In an ideal world, rotating machinery would operate efficiently and at full-rated speed without ever failing. There would be no unplanned downtime or planned downtime in order to perform maintenance. There would, of course be no safety or environmental incidents as a result of failure. In other words, they would be perfectly reliable. Unfortunately, reliability cannot be achieved without taking proactive steps outside of preventive maintenance; but whatever we do we will never achieve perfect reliability.
Traditionally, maintenance departments needed to develop strategies for dealing with equipment failures. They can simply react to the failures and get very good at returning them to service. They can attempt to detect when failure is occurring and react in a more orderly way. And they can attempt to prevent failure from occurring.
Reacting to the failures, typically referred to as reactive maintenance or breakdown maintenance, is very costly and dangerous; but it is also the most common strategy in industry today.
Detecting the onset of failure is called condition monitoring. Simply monitoring the equipment does not change its inherent reliability, but it does allow us to avoid catastrophic failure.
In this paper, we are going to look at ways of improving reliability as a way of preventing failure. But the phrase “preventing failure” is more complicated than it looks.
Many organizations recognize that they are paying a high cost by reacting to failure and turn to preventive maintenance. But there is confusion over what “preventive maintenance” really means. There is more confusion over whether “preventive maintenance” prevents failure from occurring — or whether it makes failure more likely. And that’s what we need to look at more closely.
What is Preventive Maintenance?
Let’s start by making sure we are all on the same page regarding preventive maintenance. By some definitions, it includes all tasks that may be performed in order to reduce the likelihood of failure. But in the majority of implementations, preventive maintenance is defined as maintenance tasks performed according to some predetermined interval. These are designed to perform restorative or replacement tasks before equipment gets a chance to fail. Preventive maintenance may be best described as interval-based maintenance. The “interval” mentioned could be running hours, distance traveled, production cycles completed or some other interval related to age.

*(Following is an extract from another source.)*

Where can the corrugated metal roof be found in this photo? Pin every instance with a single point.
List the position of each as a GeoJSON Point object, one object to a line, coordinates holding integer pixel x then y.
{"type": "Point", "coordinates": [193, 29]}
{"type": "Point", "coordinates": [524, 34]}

The maintenance tasks performed could be the replacement of bearings or other components. Or the opening and inspection of the machine to determine if repairs or replacement is required. These tasks may have been defined by the manufacturer or regulators. They may have been added to the maintenance plan because of some historical failure. There are also other ways that these tasks may come to be performed. The expectation is that these maintenance tasks are restoring the machine, and therefore we are preventing failure from occurring at a future date. As will soon be shown, in many cases these maintenance tasks actually harm the machine, increasing the likelihood of failure occurring at a future date while at the same time creating opportunities for safety incidents to occur and wasting valuable resources.
We need to explore this in more detail, and to do that, we need to understand why machines fail.
Why Do Machines Fail?
If you were to study how the probability of failure changes with time, you may consider that components such as rolling-element bearings “wear out” at approximately the same rate. For example, if you were to operate 30 bearings over a period of time, you may think that they would all fail at approximately the same time, as depicted in the following graph where the Y-axis is the number of revolutions until failure occurs, and the X-axis is the time-to-failure for each of the 30 bearings.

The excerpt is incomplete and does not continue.